Et quelles raisons aurions-nous de penser que le Pentateuque était différent chez les juifs d’Arabie ? Moi je veux bien mais avant de spéculer de la sorte, il faut des preuves. Avons-nous des Pentateuques apocryphes ? Avons-nous des mentions de ces Pentateuques apocryphes chez certains auteurs ?
ledisciple a écrit :Un, vous semblez ignorer que dans le Coran, nous ne connaissons pas l'état de la Thora, ni si elle était de tradition orale (Mahomet est illettré), ni avec quels possibles apocryphes, ni si c'est le Pentateuque, puisqu'il y a des variations sur ce terme.
Mahomet n’était probablement pas illettré. L’erreur serait liée à une mauvaise traduction du terme ummi (sourate 7, 157-158), qu’il faudrait plutôt traduire par « prophète des nations ». Plusieurs hadiths sahih laissent entendre qu’il savait lire et écrire. Voici ce que dit l’érudit musulman Mohammed Talbi sur la question :
« Contrairement à la légende , née de soucis faussement apologétique, c’était un homme [Mohammed] cultivé et lettré. On lisait la bible dans sa belle famille. Point besoin de rencontrer un moine au cours d’un voyage en Syrie pour être initié au judéo-Christianisme. Le qualificatif d’Ummi que lui donne le Coran, et que la tradition a interprété dans le sens d’ « illettré », signifie qu’il était « le prophète des nations » (VII, 157-158), de toutes les nations, contrairement aux prophètes d’Israël qui l’avaient précédé, y compris jésus, tous envoyé au peuple élu, dans une mission préparatoire anticipant l’universalité, pour transmettre le message du monothéisme. Le Coran (III, 20) confirme cette interprétation : « Dis à ceux qui ont reçu le livre, et au Ummiyyîn. » « Ceux qui ont reçu le livre » sont de toute évidence les juifs et les chrétiens. Qui sont les Ummiyyîn ? Ce sont de tous les autres, toutes les nations non juives, … Muhammad est justement le messager envoyé aux Ummiyyîn : « c’est lui qui a envoyé parmi les Ummiyyîn un messager des leurs, qui leur récite Ses versets, les purifie, leur enseigne le Livre et la sagesse, alors qu ‘auparavant ils étaient dans un égarement évident » (LXII, 2). Le sens d’ummi est donc ainsi bien établi. Il ne signifie en aucune manière « illettré ». il désigne les goïm ou les gentils, c’est à dire toutes les nations non juives qui n’avait pas encore reçu de Livre révélé. Muhammad, le Nabî Ummî, est donc le prophète de toutes les nations. (Mohamed Talbi Universalité du Coran, p. 10 à 12)

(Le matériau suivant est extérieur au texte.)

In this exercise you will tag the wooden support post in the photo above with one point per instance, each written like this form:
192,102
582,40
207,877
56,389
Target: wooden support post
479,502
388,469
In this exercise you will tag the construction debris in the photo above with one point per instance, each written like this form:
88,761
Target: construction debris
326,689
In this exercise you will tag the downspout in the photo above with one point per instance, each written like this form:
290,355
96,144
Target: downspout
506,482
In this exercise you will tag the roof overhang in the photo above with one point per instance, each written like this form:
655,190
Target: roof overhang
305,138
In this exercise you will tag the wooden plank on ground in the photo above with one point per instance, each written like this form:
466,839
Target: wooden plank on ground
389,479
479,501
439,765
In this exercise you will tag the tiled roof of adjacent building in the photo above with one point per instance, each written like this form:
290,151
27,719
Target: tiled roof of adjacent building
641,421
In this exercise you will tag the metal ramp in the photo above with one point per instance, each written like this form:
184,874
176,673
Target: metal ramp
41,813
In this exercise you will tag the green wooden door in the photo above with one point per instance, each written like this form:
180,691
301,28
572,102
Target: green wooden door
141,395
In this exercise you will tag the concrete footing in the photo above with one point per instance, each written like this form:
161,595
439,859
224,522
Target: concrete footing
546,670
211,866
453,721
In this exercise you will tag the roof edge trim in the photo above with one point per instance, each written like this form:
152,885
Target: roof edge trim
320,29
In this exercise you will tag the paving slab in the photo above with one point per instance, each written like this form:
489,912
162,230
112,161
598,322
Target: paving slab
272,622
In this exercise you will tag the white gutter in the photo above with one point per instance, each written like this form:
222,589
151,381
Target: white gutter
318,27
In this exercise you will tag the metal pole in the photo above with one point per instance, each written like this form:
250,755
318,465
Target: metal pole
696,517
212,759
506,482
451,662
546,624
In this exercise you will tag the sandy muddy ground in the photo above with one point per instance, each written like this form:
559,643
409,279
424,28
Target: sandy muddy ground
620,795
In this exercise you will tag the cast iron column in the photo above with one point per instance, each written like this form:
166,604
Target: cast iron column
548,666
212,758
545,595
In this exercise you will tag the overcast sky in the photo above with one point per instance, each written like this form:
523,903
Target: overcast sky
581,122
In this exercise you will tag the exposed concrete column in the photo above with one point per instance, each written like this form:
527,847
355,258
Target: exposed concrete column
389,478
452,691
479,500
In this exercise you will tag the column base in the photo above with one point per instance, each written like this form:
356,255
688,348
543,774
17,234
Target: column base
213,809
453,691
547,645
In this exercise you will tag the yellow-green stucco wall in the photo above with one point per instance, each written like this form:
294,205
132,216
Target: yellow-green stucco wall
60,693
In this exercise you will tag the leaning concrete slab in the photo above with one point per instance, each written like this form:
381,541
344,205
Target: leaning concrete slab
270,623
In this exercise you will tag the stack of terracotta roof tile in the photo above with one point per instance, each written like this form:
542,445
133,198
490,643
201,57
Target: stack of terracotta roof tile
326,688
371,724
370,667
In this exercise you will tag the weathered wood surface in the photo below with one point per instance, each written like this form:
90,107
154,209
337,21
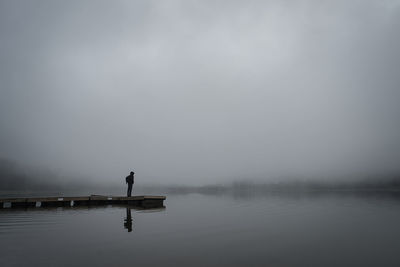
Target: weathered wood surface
139,201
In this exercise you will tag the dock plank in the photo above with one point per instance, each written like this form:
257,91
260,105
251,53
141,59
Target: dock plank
141,201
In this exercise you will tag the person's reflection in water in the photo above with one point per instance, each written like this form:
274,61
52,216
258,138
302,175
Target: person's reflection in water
128,220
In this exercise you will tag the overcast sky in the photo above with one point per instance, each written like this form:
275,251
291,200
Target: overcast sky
201,91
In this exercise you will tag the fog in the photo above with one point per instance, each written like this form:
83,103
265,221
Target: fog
201,92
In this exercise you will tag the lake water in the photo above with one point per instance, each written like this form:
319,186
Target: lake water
280,229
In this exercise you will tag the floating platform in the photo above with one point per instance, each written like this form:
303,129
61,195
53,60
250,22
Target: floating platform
93,200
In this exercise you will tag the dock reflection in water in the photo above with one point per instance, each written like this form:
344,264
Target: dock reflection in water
128,220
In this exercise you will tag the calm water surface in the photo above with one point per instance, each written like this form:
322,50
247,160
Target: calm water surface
210,230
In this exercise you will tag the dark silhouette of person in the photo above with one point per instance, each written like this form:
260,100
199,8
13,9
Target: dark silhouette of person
128,220
130,180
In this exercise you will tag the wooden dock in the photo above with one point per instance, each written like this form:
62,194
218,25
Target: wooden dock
93,200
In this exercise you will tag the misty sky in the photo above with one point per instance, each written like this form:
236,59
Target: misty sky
201,91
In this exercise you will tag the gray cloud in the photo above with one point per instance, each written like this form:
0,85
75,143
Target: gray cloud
201,91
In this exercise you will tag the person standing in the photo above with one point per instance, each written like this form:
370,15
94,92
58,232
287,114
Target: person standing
130,181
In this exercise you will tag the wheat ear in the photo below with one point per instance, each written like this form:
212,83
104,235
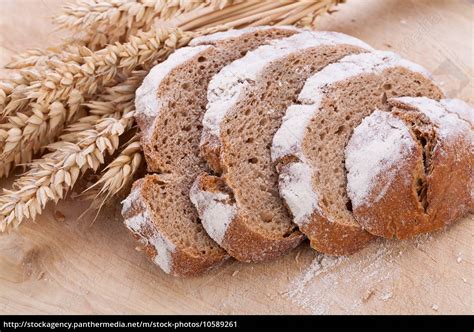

Et quant à la Torah orale, soyons sérieux 5 minutes. Au VIIème siècle après Jésus-Christ, qui peut croire que les Juifs en étaient encore à l’oralité ? Cela faisait belle lurette que la Torah existait en Livre.
ledisciple a écrit :Vous ignorez encore que l'Injil n'est pas du tout l'Evangile, dans le Coran, mais un Nouveau Testament avec une collecte de textes dont nous ignorons en partie sa composition. Il est certain que des Lettres de Paul y sont, puisque le Coran attaque très fortement Paul, ainsi que toute la tradition musulmane sans interruption. Donc, je vous renvoie au texte arabe, aux imams qui vous expliqueront ce qu'est tout cela selon le Coran, dans un temps qu'ils ont et que je n'ai pas.
Bien entendu que l’Injil n’a rien à voir avec l’Évangile ! Comment voulez-vous que je l’ignore alors que cet Injil est censé nier la crucifixion et la Résurrection du Christ ?
Mais il n’empêche que le Coran fait bien référence à un Injil… apocryphe donc. Or nous connaissons relativement bien la littérature apocryphe de cette région, et nous pouvons déceler dans le Coran des références à des apocryphes bien connus.
ledisciple a écrit :Autre problème de manque de rigueur, vous ne citez pas le traducteur de vos citations
Parce que je l’ai déjà mentionné à plusieurs reprises dans d’autres messages. Je donne à nouveau ma source : il s’agit de la traduction du docteur Hamidullah.